招き猫マドレーヌを作りながらそうたずねる仲間たちに、僕はうれしさいっぱいで報告した。




この街の風景に


 今季もFC岐阜は下位で苦しい戦いを続けている。ぼくたちは、これまでどおりに、招き猫マドレーヌを届け続けている。スタジアムでは、すっかり常連になった利用者さんに周りのサポーターが「よっ」と手を挙げてほほえんでいる。彼の耳がきこえないことを知る人は少ない。


 かのカメラマンは、ロシアで撮った写真を使ったトークショーで忙しい。日本中の行く先々のスポーツバーで招き猫マドレーヌを配っているから、彼がどれだけすごい人かを僕らはよく知っている。

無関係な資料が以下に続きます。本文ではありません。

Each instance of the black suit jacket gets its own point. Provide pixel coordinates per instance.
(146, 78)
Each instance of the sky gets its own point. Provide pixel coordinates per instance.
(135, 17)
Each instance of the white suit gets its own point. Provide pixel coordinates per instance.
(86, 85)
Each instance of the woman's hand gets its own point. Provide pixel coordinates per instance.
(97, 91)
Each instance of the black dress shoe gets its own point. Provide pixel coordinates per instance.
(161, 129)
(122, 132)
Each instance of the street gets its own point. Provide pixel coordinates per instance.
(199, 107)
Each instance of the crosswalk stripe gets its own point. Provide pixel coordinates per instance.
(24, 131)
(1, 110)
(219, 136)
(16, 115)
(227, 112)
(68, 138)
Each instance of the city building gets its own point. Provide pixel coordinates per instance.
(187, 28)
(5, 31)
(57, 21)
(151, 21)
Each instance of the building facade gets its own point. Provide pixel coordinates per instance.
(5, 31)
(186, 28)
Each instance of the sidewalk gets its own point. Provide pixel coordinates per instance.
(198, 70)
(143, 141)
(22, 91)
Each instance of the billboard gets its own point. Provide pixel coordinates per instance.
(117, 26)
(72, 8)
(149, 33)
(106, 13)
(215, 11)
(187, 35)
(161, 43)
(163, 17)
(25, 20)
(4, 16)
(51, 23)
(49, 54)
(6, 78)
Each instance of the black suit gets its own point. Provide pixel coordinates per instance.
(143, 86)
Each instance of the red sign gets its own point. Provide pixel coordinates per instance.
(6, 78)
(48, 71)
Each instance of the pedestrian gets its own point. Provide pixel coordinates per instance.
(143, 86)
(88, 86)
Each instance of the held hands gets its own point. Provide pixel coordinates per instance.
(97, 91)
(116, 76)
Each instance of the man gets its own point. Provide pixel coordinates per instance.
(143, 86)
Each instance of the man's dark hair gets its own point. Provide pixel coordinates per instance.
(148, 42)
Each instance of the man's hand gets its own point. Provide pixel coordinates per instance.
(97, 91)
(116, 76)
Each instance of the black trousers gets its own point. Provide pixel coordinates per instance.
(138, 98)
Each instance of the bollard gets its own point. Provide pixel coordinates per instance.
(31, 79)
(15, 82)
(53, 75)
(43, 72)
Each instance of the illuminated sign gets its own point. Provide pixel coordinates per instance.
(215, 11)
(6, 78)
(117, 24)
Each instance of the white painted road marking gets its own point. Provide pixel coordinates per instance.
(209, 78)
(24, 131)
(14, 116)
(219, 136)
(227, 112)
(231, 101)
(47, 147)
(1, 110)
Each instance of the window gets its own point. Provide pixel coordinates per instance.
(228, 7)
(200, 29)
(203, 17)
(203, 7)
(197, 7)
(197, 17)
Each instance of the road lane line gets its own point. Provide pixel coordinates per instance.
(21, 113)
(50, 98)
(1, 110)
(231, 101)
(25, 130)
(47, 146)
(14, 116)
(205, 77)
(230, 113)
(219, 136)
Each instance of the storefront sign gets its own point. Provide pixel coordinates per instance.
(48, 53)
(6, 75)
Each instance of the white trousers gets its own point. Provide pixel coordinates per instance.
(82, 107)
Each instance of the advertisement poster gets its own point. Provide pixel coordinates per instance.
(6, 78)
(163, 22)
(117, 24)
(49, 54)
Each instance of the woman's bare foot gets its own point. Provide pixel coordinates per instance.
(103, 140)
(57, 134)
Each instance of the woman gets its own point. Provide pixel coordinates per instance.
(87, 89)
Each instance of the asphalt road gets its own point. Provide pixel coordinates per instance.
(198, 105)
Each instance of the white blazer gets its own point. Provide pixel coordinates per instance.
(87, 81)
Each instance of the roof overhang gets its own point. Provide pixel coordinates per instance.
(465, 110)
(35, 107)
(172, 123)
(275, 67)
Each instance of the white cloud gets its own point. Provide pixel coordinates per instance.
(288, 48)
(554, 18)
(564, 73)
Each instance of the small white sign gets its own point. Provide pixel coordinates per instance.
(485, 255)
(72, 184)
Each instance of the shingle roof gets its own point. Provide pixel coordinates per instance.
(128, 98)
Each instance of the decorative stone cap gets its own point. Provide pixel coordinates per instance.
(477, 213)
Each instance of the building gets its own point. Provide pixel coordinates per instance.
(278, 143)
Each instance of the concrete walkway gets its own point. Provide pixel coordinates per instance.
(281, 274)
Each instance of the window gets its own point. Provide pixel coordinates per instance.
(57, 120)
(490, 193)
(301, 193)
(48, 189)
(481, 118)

 またひとり、またひとり。そのつながり方は多様で無限だ。猫のマドレーヌは、僕らいぶきメンバーの気持ちをのせて、さまざまな場所へと出かけていく。"猫" が僕らの想いを届ける「インターミディエイター」になっているのだ。私たちは、障害者と健常者という単純な2分法を超えて、新しい風景をつくろうとしている。この街の当たり前の風景になりたい。かけがえのない存在になりたい。してもらうことよりも、この街に何ができるかを考える楽しみを教えてくれてありがとう。僕らはこれからもすてきな仲間を増やしていく。


 

活動分野: 新しい社会の価値創造における福祉の果たせる役割

発揮したインターミディエイターのマインドセット:

 □3分法思考/多元的思考

 □エンパシー能力

 ☑多様性・複雑性の許容

 □エンパワリング能力

 □対話能力

 ☑物語り能力

 ☑エンゲイジメント能力



 

Certified Intermediator


北川雄史

社会福祉法人いぶき福祉会

専務理事

1969年京都市生まれ、神戸育ち。筑波大学第二学群人間学類卒。大日本印刷株式会社に3年間在籍。社会福祉士取得後、1997年に社会福祉法人いぶき福祉会に入職。障害福祉に携わるようになる。従来の福祉の枠にとどまらず、福祉のつよみをいかした商品開発や、地域のモノづくりのネットワーク活動などにも積極的に取り組む一方、最重度の障害のある人の社会参加、いのちの問題などを医療・教育と連携しながら向き合いつづけている。共同著書に「ねことmaruとコトコト~障害のある人の「働く」をつくる」きょうされんKSブックレット。